Langsam senkte Mason Lord den Arm. Seine Stimme war nur noch ein Flüstern, als er sagte: »Du bist meine Tochter, und du drohst mir?«
»Ja, das tue ich. Es ist die einzige Möglichkeit, sowohl dich als auch Emma zu schützen. Ich möchte nicht Angst haben müssen, dass Emma das nächste Opfer von Rule Shaker sein könnte. Außerdem möchte ich nicht, dass entweder seine Tochter oder er dich umbringen werden. Und jetzt möchte ich dir das Versprechen abnehmen, dass du die Shakers in Ruhe lässt.«
Mason starrte seine Tochter an, die ihrer Großmutter so unglaublich ähnelte. Sie war dagegen gewesen, dass Alicia ihn heiratete und hatte ihn immer als Abschaum betrachtet. Sie hatte ihn angesehen und ihn bis in den letzten Winkel seiner Seele durchschaut. Er hatte das Wissen in ihren grüngrauen Augen gesehen - Mollys Augen -, und er hatte sie aus tiefstem Herzen gehasst. Und nun stand hier Molly, die viel mehr von ihr als von ihm hatte, und machte ihm Vorschriften. Was war nur los mit ihm? Sie war nur eine Frau, mehr nicht.

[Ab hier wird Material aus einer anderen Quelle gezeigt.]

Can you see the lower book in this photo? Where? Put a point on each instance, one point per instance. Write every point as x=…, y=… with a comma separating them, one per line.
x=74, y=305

Er hätte ihr zu gerne die Leviten gelesen, doch stattdessen sagte er: »Ich habe den Abschaum beseitigt, der Emma malträtiert hat.«
Seine Stimme war verteidigend, fast schon eine Spur weinerlich. Es erstaunte und erfreute sie. »Ja, ich weiß. Deswegen habe ich auch noch nicht die Polizei eingeschaltet. Weißt du, was, Papa? Ich halte dich nicht für durch und durch schlecht. Du hast versucht, deine Familie zu beschützen. Das spricht für dich. Sehr sogar. Bist du einverstanden, Papa? Die Sache ist hier und jetzt abgeschlossen?«
Mason Lord blickte auf seine schlanken, weißen Finger. Die Haut auf seinem Handrücken wirkte schlaff. Langsam hob er den Kopf. Molly stand schweigend vor ihm, ihr wildes rotes Haar hatte sie zurückgebunden und mit einer goldenen Haarspange im Nacken befestigt.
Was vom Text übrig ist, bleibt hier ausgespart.